Server farm specifics
So what’s special about the server farm module design? Removing single points of a failure is the focus. Multi-home your servers for optimal uptime. Where servers are critical, you’ll have to have multiples performing the same function—and DNS round robin is not the way to do this. Watch for the next article on server load balancing and content switching.
There are a variety of options when it comes to multi-homing. At layer two, you can get just fault tolerance, where one NIC is active and another(s) in standby, from all NIC vendors, but there are some other options.
Then there’s adaptive load balancing, where all NIC ports can transmit data, but only one will receive it. Each NIC port will have it’s own MAC address, and only one will respond to ARP queries for the servers IP address—if it fails, the next will take over—and it will do it using the failed ports MAC, so that no ARP timeouts need to be waited for.
For full load balancing, you need an understanding between the switch and the NICs that the same address appears on multiple ports. The likes of Cisco’s EtherChannel, or Sun’s Trunking, being examples. You’ll need to test this thoroughly, and there are gotchas, such as if the load balancing at either end of the link uses the MAC addresses to balance, it won’t really be that effective, since source and destination addresses are the same for all traffic on that logical link.
On another topic, be aware that the oversubscription on interswitch links is completely different. Where you can typically get away with about a 20 to one ratio on access switch uplinks if it’s user connections you’re dealing with, on server farm switches anything from four to one to one to one is the norm.

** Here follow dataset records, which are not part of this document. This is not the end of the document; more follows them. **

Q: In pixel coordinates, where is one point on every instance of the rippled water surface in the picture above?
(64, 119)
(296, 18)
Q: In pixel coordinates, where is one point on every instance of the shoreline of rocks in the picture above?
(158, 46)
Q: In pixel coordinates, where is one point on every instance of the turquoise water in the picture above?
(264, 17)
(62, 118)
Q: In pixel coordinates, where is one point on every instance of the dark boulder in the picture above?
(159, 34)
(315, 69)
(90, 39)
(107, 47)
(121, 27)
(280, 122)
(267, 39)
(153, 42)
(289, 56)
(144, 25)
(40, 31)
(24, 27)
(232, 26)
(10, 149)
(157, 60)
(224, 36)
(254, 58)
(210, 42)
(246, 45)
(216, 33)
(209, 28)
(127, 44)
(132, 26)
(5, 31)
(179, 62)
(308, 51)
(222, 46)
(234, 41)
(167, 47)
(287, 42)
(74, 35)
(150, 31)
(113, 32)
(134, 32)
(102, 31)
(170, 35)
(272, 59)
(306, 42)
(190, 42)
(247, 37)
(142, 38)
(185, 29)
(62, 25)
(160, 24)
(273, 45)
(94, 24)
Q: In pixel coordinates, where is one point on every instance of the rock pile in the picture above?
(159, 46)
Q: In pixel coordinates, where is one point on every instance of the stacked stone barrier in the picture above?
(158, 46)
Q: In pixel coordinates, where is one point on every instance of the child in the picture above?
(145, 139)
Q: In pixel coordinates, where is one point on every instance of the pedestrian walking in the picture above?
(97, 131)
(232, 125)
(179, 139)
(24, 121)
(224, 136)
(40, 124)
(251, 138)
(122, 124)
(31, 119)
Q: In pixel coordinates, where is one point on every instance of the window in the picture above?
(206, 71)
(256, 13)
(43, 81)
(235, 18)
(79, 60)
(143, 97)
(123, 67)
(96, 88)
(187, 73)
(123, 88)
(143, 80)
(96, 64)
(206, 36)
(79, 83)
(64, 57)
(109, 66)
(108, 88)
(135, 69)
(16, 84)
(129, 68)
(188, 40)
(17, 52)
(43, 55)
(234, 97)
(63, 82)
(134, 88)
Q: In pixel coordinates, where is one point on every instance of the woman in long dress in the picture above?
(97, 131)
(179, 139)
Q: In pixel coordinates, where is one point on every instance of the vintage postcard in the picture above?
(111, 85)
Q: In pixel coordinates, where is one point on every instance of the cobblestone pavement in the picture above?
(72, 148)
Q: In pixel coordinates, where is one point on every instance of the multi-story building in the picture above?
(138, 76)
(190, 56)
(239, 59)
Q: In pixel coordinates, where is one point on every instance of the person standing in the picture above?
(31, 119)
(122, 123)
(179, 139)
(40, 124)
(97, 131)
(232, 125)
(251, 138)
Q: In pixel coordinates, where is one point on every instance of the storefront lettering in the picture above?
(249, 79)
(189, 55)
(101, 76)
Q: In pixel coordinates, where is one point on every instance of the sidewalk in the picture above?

You may also start looking at Quality of Service here—watch out for another article focussed on QoS soon. If you do, one thing to be aware of, particularly if you implement WRED to avoid tail dropping if queues start to fill up. There’s more to it than setting your switch and router parameters. Properly setting the TCP Window size on your servers can in cases double throughput numbers, and you can see improvements even without any QoS configured, so have a look at increasing your default settings.